Colleague Stacey Harris took a different route into the profession, recalling the time in high school she first heard the word “engineering” and thinking it meant driving trains. Later as a college student, she knew civil engineering was for her when a professor asked who in the class had played with Legos as a kid. “That’s when I knew it was going to be home.”
Today she’s a general superintendent at Consigli though the job hasn’t always been easy, like when she pumped breast milk using a wireless device under her safety vest that she now laughs about. She finds the work rewarding and is keen to see more women join the industry.
“We need more people in construction, and women can be the answer if they see that as an option,” she says. “Let’s find the girls who like Legos, put them on a job site and see if they like it.”

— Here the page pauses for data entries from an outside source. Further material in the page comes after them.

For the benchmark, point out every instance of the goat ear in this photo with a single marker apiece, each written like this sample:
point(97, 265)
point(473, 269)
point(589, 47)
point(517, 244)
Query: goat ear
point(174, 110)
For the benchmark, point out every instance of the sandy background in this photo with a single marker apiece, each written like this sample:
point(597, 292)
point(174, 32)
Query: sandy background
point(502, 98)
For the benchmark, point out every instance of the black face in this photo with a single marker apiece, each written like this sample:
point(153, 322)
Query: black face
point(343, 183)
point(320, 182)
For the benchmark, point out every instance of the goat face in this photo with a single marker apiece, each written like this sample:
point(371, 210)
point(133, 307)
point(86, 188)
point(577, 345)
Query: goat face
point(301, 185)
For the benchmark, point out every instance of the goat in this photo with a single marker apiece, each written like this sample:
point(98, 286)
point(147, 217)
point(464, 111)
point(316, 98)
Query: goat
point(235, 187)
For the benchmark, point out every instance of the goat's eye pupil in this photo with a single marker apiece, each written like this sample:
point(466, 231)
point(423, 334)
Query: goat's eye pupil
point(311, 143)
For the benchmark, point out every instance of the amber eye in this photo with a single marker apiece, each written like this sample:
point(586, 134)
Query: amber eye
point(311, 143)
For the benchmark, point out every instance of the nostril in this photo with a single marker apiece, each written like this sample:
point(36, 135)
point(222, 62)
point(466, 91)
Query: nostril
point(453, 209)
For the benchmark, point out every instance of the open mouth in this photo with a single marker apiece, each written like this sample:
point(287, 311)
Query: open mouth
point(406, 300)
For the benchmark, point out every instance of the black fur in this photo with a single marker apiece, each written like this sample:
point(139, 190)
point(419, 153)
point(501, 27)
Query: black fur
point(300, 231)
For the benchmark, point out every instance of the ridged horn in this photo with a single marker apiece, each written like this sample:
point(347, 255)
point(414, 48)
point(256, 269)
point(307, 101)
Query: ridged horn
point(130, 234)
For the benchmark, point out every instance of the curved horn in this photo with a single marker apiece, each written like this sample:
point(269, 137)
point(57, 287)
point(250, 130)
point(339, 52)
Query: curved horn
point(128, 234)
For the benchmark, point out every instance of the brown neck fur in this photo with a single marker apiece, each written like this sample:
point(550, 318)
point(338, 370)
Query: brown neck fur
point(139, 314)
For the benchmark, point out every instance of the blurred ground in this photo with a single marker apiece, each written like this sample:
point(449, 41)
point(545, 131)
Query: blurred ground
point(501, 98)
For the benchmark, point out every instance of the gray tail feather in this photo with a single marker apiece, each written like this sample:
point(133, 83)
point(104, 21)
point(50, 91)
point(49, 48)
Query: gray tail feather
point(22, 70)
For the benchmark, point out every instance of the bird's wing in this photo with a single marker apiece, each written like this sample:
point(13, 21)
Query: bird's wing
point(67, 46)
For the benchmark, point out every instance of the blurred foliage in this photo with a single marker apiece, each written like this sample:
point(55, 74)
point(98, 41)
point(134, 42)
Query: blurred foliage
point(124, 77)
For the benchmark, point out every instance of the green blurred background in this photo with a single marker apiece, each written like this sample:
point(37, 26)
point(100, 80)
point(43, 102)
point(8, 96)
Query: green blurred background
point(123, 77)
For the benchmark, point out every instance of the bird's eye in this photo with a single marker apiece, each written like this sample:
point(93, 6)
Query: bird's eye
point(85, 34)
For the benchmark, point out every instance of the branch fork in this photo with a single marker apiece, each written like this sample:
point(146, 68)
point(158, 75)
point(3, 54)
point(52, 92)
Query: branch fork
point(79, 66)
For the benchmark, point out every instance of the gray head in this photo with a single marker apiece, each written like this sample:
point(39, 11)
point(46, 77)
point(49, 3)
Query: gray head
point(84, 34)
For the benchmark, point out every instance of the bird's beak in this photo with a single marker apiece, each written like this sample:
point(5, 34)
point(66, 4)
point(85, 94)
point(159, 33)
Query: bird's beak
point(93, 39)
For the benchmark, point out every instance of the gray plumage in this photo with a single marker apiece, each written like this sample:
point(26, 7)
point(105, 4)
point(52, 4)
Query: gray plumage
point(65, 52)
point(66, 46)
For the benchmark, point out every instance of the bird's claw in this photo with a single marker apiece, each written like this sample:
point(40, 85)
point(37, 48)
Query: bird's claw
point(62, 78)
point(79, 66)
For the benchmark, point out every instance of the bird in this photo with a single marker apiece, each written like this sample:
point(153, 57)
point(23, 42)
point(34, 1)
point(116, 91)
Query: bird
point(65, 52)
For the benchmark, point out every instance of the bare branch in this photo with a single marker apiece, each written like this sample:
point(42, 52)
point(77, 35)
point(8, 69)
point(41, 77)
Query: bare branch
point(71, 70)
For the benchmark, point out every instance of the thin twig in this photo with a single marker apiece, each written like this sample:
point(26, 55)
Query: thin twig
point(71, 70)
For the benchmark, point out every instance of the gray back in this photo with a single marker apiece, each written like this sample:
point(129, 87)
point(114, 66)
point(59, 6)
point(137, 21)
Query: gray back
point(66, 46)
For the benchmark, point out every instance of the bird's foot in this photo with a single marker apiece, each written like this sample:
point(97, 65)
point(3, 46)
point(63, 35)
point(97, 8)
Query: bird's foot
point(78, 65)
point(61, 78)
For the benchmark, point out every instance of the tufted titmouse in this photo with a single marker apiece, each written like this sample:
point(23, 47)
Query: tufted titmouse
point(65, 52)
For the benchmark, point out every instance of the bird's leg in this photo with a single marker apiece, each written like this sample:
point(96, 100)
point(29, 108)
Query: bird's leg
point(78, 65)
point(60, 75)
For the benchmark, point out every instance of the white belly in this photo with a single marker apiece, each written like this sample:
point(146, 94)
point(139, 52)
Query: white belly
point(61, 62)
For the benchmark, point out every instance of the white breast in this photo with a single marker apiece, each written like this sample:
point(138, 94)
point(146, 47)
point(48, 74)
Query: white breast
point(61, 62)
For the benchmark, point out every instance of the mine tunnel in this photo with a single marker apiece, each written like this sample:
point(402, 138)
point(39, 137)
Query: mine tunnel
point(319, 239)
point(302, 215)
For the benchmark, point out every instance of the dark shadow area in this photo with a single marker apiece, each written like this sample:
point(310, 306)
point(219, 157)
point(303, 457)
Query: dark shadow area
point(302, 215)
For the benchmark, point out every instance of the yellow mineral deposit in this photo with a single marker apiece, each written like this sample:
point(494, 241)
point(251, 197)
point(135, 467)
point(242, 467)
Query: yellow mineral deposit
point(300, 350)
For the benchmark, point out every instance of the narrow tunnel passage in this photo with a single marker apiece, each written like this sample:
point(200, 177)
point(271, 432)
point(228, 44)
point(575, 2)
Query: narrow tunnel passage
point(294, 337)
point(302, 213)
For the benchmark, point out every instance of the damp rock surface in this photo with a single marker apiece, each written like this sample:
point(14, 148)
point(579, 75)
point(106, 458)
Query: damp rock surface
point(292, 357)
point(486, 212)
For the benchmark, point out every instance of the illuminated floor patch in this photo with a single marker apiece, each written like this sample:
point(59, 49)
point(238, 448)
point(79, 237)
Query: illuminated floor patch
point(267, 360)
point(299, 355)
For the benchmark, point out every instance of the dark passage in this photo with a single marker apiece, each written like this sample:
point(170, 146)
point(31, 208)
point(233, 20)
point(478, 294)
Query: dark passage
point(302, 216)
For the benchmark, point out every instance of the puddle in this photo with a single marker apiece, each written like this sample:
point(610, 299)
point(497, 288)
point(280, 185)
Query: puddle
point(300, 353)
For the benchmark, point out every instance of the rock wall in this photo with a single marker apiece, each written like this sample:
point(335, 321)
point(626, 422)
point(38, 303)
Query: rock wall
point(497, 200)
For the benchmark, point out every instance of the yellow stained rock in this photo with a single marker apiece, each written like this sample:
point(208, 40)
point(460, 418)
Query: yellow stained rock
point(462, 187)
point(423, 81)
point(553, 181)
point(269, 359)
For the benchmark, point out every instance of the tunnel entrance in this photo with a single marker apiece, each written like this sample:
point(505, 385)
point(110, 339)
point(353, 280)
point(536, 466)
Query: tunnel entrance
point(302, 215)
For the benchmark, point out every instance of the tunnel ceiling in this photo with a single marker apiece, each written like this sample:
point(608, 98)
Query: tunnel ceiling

While women represent only 1.4% of construction CEOs worldwide and do not lead any large Maine-based construction companies, some are blazing trails leading smaller companies.
They include Deirdre Wadsworth, who succeeded her father as president of Portland-based Hardypond Construction in 2019. The company, currently at 15 employees and 20 openings, is working on projects including renovation of the Reiche Elementary School in Portland and of the Westbrook Armory, on behalf of the Maine Army National Guard.
While Wadsworth hasn’t actively sought out fellow female business owners in the industry to compare notes with, she will go over and talk to any woman she spots working on a building site she visits, saying, “I try to make a point of thanking them for getting into the industry because it’s important.”
Similarly, developer Catherine Culley of Portland’s Redfern Properties says she finds it “invigorating” to see women on a job site, like the 18-story building currently being built by Landry/French.
“There’s a confidence in the project when women are on the job site,” she says.
Meanwhile at Landry/French, Curley says she eventually wants to end up in a director position, while Wiley has dreams of business ownership — though not in construction, but running a food truck delivering hot lunches to workers at job sites.